Your emotions are tools. They can be a hammer to build a house or tear one down. Every emotion has a productive use, but it is up to you to apply them appropriately. The misapplication of emotion creates a chain reaction of chaotic events within yourself and in the people around you. In the worst cases, you create a feedback loop of inappropriate emotions. Emotion builds between everyone involved, keeping them trapped in a harmful interpretation. You get inappropriately angry about something, which makes everyone around angry about your anger, and the closed loop sustains itself. Your priority is to break free and act with purpose.
Ignore anyone who tells you to deny your emotions. It is never wise to run from something simply because you do not understand it. The problem is lack of familiarity, lack of knowledge. Investigate your emotions. Inspect them so that you may understand why you respond to things the ways you do. Only when you get close to your emotions can you begin to permanently alter them to a more useful state.
If any of your emotions, positive or negative, overwhelm you, it means you have not mastered them. When you conquer their influence, you will be able to harness them for specific goals. Each emotion will have a purpose again in your life. Each is the result of millions of years of evolutionary cognitive development. Each is a gift you should not waste. You are so used to wasting or denying them that you cannot see their function. The wrong emotion overtakes you at the wrong moment because you haven’t learned how to apply them. Now, you can begin to look at familiar emotions with new eyes.
Negative emotions often carry the most important function of all. That is why we remember pain more than pleasure, and insults affect us more than compliments. Sadness is pain directed inward to yourself. It promotes deep self-reflection when you feel that you are somehow inadequate. Dwelling on mistakes helps you learn what went wrong so you don’t needlessly repeat them. It gives you incentive to succeed and avoid the repeated pain of future failure. Only through deep reflection on the source of your sadness can you naturally move past it and carry on with your life in a higher state of ability.
Anger, being pain distributed outward, is a powerfully targeted emotion. It brings urgency to a task and focus to a mission. Only to tap into the power of anger, you must learn how to hone it, or else risk it spilling over into blind rage. Harnessing anger, for a short time, is incredibly potent for the goal-oriented person. As you examine your anger, simply ask yourself why something outside of yourself has the power to bring you to such a fiery state. The answer to this question is what determines whether the external source is controlling you or empowering you. Then you have to use that power.

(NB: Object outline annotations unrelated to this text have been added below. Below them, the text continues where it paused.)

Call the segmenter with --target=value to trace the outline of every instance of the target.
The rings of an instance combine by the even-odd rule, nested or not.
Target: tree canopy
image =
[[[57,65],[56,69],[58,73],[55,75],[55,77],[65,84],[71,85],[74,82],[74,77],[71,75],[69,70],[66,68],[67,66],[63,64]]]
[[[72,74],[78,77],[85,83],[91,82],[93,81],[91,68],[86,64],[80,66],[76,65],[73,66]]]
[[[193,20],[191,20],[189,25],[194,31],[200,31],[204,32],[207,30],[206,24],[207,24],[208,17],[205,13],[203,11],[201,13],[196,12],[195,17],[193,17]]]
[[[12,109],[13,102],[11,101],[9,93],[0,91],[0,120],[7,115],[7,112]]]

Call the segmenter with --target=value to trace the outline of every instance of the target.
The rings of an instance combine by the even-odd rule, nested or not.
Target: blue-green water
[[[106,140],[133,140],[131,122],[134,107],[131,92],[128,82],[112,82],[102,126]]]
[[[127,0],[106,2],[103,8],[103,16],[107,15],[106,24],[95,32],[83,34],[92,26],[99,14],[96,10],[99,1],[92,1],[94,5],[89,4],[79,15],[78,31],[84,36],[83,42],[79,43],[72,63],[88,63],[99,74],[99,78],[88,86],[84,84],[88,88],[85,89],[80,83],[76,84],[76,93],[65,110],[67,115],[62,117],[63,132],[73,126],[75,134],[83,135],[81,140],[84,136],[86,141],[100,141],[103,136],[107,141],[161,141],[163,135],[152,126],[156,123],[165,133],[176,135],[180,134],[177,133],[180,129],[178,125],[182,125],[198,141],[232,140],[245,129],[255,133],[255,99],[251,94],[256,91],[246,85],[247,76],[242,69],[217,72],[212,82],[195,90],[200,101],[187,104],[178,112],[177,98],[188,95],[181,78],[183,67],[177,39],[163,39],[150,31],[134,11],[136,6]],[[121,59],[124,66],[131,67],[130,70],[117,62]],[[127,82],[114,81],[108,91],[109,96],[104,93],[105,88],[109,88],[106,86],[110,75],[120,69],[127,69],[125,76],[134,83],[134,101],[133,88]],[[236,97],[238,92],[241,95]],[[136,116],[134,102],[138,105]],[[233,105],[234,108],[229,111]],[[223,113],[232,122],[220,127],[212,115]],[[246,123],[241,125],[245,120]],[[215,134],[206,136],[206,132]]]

Passion is what happens when you are fully engaged with what you are doing. You learn how to ride the changing waves of emotions and use each as needed. The great trap is getting addicted to certain emotional shifts, never being able to settle back into neutrality. When you realize that the purpose of any emotion is to correct your behavior and bring you back to neutral, you appreciate more the empty space of resolution. You are grateful for all your emotions when they work to correct the various imbalances brought about by your experiences.
Do not let happiness blind you. The emotional reward of joy comes to us when we have done something to earn it. Those who preach that you should be happy in every situation do not understand the importance of context and spectrum. They squander the motivational power of positive feelings. When everything is positive, incentive is dulled. A man’s great power is neutered because he has nothing to strive toward. It is no accident that the most perpetually happy are also the most idle, and those who accomplish the greatest deeds have spent a lifetime dwelling intently in their capacity for suffering.
Emotions cease to serve you when they linger too long between moments, well after the inciting agent has passed. When you aren’t fluid with your emotions, the wrong tool gets applied in the wrong situation. Emotions themselves are blamed, when in reality they were just misapplied by an unskilled master. Any tool is only as effective as the person using it. Master when to access your emotional repertoire and when to relinquish access. You will become far more effective in everything you ever do.
Make emotion your ally by knowing its role. Understand how to apply it so that you can work congruently with your environment, not against it. When you see that some emotions recur too often and occupy too much space in your mind, ask yourself how you have been trained to feel this way. Pay less attention to the cacophony within you, and more to what your environment truly demands. Structure the noise into music that matches the terrain. Otherwise, you are not experiencing reality. You are living out a chronic delusion, battling imaginary ghosts and reveling in unearned rewards.
Don’t believe the narrative of other people’s emotions either. Just because they feel something strongly does not obligate you to match them where they are. Resist their temptation by being the stronger emotional influence. They may hate you for not validating what they believe they are right to feel. Let them meet you in neutrality when they are ready to give up their addictions. It is imperative that you do not allow them to become detriments to your growth. Every exceptional person knows when to sacrifice what he has for the sake of his own existence.
When you are free from the slavery of your own emotions, you can focus on developing your strengths. You can begin to act with clarity and purpose.